“如今迫不得已豪帅只能取了这豫章郡,我想诸位也是可以理解的”
文士说到这里停顿了一下,给四人思索的时间。
随后不等他们出声,继续说着。
“实不相瞒我等前来豫章郡也是迫不得已,不仅是为了保命更是为了让豫章郡一百余万百姓安居乐业”

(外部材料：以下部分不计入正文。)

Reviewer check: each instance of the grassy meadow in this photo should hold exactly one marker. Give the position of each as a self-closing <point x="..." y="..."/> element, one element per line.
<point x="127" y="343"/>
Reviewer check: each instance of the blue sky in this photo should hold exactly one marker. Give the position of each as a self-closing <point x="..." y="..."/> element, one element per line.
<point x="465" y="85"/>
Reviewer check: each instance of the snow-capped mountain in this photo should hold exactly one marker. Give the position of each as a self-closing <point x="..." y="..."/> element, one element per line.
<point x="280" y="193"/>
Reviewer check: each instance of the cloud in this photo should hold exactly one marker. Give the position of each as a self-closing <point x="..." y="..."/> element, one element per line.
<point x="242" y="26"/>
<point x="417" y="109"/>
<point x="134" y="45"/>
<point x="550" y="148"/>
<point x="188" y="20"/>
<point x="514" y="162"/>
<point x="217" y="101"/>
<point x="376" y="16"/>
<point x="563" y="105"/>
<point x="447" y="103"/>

“诸位想必也知,豪帅本就是山越之人,只要你们奉豪帅为主公。那么这豫章郡就能和山越融为一体,双方也可免除刀兵之祸,岂不是皆大欢喜”
“只是不知诸位意下如何?”
文士的话说完,彭虎和彭庆同时看了过去。
四人互望一眼心中尽皆浮现出一丝苦涩的情绪。
看来此地果然是鸿门宴,想不到此等水贼居然如此胆大妄为。也不好好看看自己究竟是什么身份?居然还想让我等奉他们为主公?。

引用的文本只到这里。